Discover more from Verichains
Verichains Weekly Security Digest | May 2023 Week 3
In this week’s digest, Verichains welcomes the opportunity to provide our blockchain audit service to Milady Meme Coin as well as discuss the importance of security precautions when engaging with meme tokens in general.
Meme tokens have been a staple of the crypto community ever since the creation of Dogecoin in 2013. These tokens remain largely as speculative assets driven by the enthusiasm of investors, also known as “hype”. With that being said, they are a rather lucrative vehicle of investment, albeit a risky one, with a market cap of over $17 billion.
The allure of quick riches and the excitement surrounding the next "meme coin" often overshadow the inherent risks involved such as scams, rug pulls, and Ponzi schemes. So naturally, some investors will pay close attention to a token’s fundamentals to ensure the legitimacy of the project they are investing in. As a result, meme projects have obtained security audits from reputable security firms to promote transparency and community trust.
Last week, Verichains provided our blockchain audit service to Milady Meme Coin, a meme token created to pay homage to the Milady Maker NFT collection which had gained recent popularity after being featured on a post by Elon Musk. Our scope was to audit their token API backend and its smart contracts with the source code provided to us.
The scope of Verichains’ audit for Milady Meme Coin includes their API backend and 3 smart contracts based on the source code provided.
During the audit process of their smart contracts, Verichains discovered 3 low vulnerabilities that were acknowledged by the Milady Meme Coin team. You can view our in-depth assessment and recommendations of Milady Meme Coin smart contracts in the public report here.
In the audit of their API backend, Verichains found no vulnerabilities of low, medium, high, or critical severity. However, from our experience in backend security, Verichains also provided a few recommendations to better secure Milady Meme Coin API backend such as designing and implementing a service to monitor the system for abnormal and suspicious behaviors, the use of multi-signature wallets for contract management, and the establishment of protocols for safeguarding sensitive data.
The full report for their API backend is published on our website which you can view in detail here.
Investing In Meme Token
When it comes to meme tokens, investors should exercise caution and due diligence, just as they would with any other investment. This involves a thorough assessment of potential risks and, most importantly, conducting independent research.

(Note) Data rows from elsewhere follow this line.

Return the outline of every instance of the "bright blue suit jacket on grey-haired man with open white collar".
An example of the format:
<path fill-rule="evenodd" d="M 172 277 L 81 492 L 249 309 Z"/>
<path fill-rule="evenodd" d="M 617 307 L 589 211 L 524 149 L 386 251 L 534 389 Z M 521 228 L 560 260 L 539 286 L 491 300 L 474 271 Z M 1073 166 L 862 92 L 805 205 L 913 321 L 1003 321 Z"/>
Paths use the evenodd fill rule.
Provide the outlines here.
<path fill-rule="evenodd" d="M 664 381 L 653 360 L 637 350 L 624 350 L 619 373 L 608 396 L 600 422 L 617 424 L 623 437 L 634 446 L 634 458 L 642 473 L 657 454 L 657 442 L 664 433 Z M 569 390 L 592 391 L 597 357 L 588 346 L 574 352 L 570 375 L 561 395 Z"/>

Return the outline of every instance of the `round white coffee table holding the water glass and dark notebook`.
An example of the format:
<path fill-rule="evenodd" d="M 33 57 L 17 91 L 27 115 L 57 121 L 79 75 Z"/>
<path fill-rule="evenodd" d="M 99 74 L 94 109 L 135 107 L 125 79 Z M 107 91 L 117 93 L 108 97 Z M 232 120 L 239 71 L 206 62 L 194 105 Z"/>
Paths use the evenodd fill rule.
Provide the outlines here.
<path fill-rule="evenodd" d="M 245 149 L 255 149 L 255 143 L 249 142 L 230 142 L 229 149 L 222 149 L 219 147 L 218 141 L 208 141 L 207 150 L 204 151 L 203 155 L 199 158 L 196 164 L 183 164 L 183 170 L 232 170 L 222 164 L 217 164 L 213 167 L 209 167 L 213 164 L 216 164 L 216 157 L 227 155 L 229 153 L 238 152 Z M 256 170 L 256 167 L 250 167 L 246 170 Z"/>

While a security audit is an important factor in evaluating a project's legitimacy, it should not be the sole determinant and other aspects should be considered as well. These include examining the project creator, and their track record in the industry, as well as putting the token’s fundamentals into question. By considering these multiple factors, investors can make more informed decisions about the project's credibility and potential for success.
Last Week’s Incidents
💥Type: Reward Calculation Error
💸Loss amount: ~$197,000
Last week, a token called $SNK was hacked for almost $200,000 due to a vulnerability that allowed attackers to exploit the reward system. By staking a small amount in the parent account for a long time and quickly staking a large amount in child accounts using flash loans, they could amplify their rewards. This highlights the need for security audits and testing to prevent such vulnerabilities in smart contracts.
💥Type: Reward Calculation Error and Price Manipulation
💸Loss amount: ~$187,000
A project called SellToken suffered 2 attacks last week which cost them almost $190,000. The first attack occurred due to a flaw in the business logic of the system that allowed a user to manipulate the price in the staking reward contract. By creating a fraudulent price in a pair, an attacker could exchange counterfeit tokens for a valuable token within the staking reward contract.
In the second attack, the SellToken.Router contract provided users with the ability to short tokens. However, there was a vulnerability in the calculation of the token price, which made it susceptible to manipulation. Exploiting this flaw, an attacker utilized a flashloan of a significant amount of BNB to artificially increase the token price. Subsequently, they opened a short Selltoken position and proceeded to sell all the tokens, profiting from the short position. Finally, the attacker closed the position, completing the exploit.
💥Type: Reward Calculation Error
💸Loss amount: ~$152,000
A project called Weecoin was attacked last week for $125,000. The WeebCoin Token includes a feature that permits the burning of WEEB Uniswap Pair balances. Unfortunately, this functionality contains a vulnerability that attackers can exploit to manipulate the pool. The specific issue arises when an attacker deliberately burns the balance of the pair until only one token remains. This action effectively renders the pool defenseless and susceptible to being drained by the attacker.